Na interpretação do advogado, a restrição da súmula impede, por exemplo, que se peça restituição de tributos em dinheiro. “No caso da compensação, o direito é sempre exercido no futuro, nunca no passado”, lembra. “Não estaria reavendo o que paguei, mas extinguindo meu direito pela compensação.” De acordo com Pria, o mero reconhecimento de um direito não gera efeitos patrimoniais.
Não foi o caso, segundo o ministro Fux, da compensação pedida pela TV Gazeta no recurso julgado pela 1ª Turma. “O pedido de compensação, conjugado ao pedido de incidência de correção monetária e de juros moratórios, atinente ao “seguro-apagão”, caracteriza pedido de restituição”, disse em resposta encaminhada por e-mail à revista Consultor Jurídico.

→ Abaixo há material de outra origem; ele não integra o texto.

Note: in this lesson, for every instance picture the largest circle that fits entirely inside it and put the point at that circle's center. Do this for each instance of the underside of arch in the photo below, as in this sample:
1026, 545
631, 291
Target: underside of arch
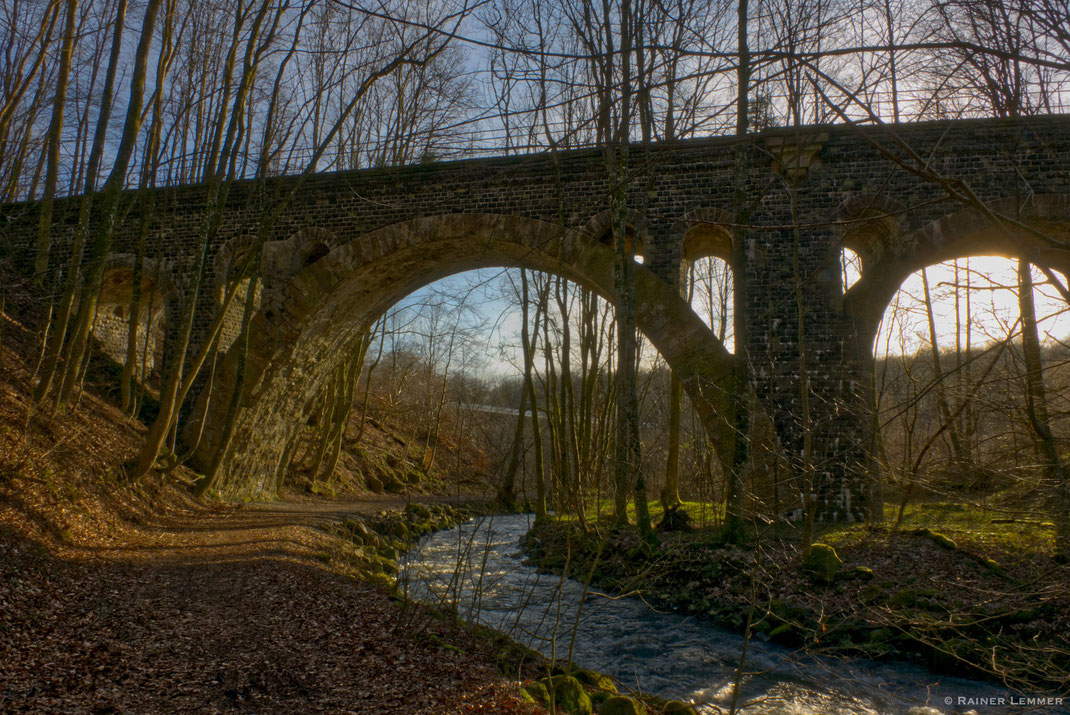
326, 306
1038, 231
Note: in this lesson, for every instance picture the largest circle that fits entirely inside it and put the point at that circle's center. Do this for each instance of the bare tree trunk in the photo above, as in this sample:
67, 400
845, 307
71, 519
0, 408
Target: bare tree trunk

Segundo o ministro, a empresa não conseguiu comprovar seu direito líquido e certo aos créditos. “O Mandado de Segurança reclama lesão ou ameaça de iminente lesão por ato de autoridade, e no RMS 24.865/MT não houve comprovação de nenhum ato concreto obstativo da referida compensação.”
Ele afirma, ainda, que existe “uso promíscuo” de Mandados de Segurança pedindo “imposição de obrigação de não fazer com efeitos pretéritos”, como foi o caso do MS da TV Gazeta mato-grossense. Pedidos como esse, segundo ele, devem ser feitos via ações ordinárias, que “hoje comportam tutela antecipada”.